Hi Everyone, My husband has jokingly called me “Imelda” on occasion but I told him I have only 1,190 pairs of shoes to go to reach her staggering collection. I confess that I have a weakness for shoes especially high-heeled shoes so I’m dedicating this post to a brief overview of its history. Thank you, Imelda.
You may think of high heels as a relatively modern concept associated with only women but they were actually first worn by MEN. High heels reportedly go back to the 10th century and served a very practical purpose for the Persian cavalry who wore heels while on horseback so their feet would fit better in the stirrups. Also, did you know that Louis XIV wore them?

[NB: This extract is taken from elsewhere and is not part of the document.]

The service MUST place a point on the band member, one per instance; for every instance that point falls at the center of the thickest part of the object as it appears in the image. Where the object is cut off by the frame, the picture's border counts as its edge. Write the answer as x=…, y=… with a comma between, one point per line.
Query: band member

According to Lisa Small, who helped to create an exhibit devoted specifically to high heels at the Brooklyn Museum in New York: “Height and elevation has always had something to do with indicating class, privilege, power” and even the color of the heel. France’s King Louis XIV declared that only aristocracies could wear heels that were colored red and could only be worn at court, a law which existed only in France.
The French heel was of mid-height, curvaceous with an outward taper and later became known as the Louis heel after King Louis XIV.
During the mid 18th century and what was known as the Rococo time period, heels became longer and more slender which contributed to the concept of eroticism or foot fetishism. As French gowns got longer hitting the ankle, there suddenly seemed to be an erotic interest in the high-heeled shoe, as it made the foot appear smaller and narrower, and gave the ankle a feminine delicate shape. Men were now wearing heels of less than an inch so that they could walk on cobbled streets that required a low-heeled shoe or boot. A refined lady, however, did not walk the streets but traveled by coach or other means so a high heel was appropriate for most occasions.
Below is a collection of footwear that would have been worn during the Rococo time frame. What do you think of the pastel colors and elongated pointed toe?
The footwear of the Rococo period ended with the French Revolution but its ideas strongly affected future fashions for decades.
It’s been noted that the height of heels can be an economic BMI indicator and in an economic downturn, the heels get higher as consumers turn to a more glamorous fashion statement as a means of escape and fantasy. At the peak of the economic crisis in 2009, the average height of women’s heels was at an incredible seven inches. In 2011, it reportedly dropped to just two inches.
I could not finish this post without mentioning Judy Garland’s ruby slippers in the Wizard of Oz. The Wizard of Oz, produced in 1939, is considered to be the greatest film in cinema history. The ruby slippers were actually stolen in 2005 from a museum in Grand Rapids, Minn. But they were recovered by the FBI in September of 2018. They are estimated to be worth at least 1 million dollars.
Here they are–the most iconic shoes in human history. The shoes were originally silver according to the first script. But the color of the shoes was changed to red in order to take advantage of the new Technicolor film process being used in that era. A number of pairs were made for the movie and five pairs are known to have survived.
Here is my modern version of the ruby slipper.
My yellow lab shared some of her fur on my shoes.
Gotta run and check out the latest shoe sales–thanks for stopping by.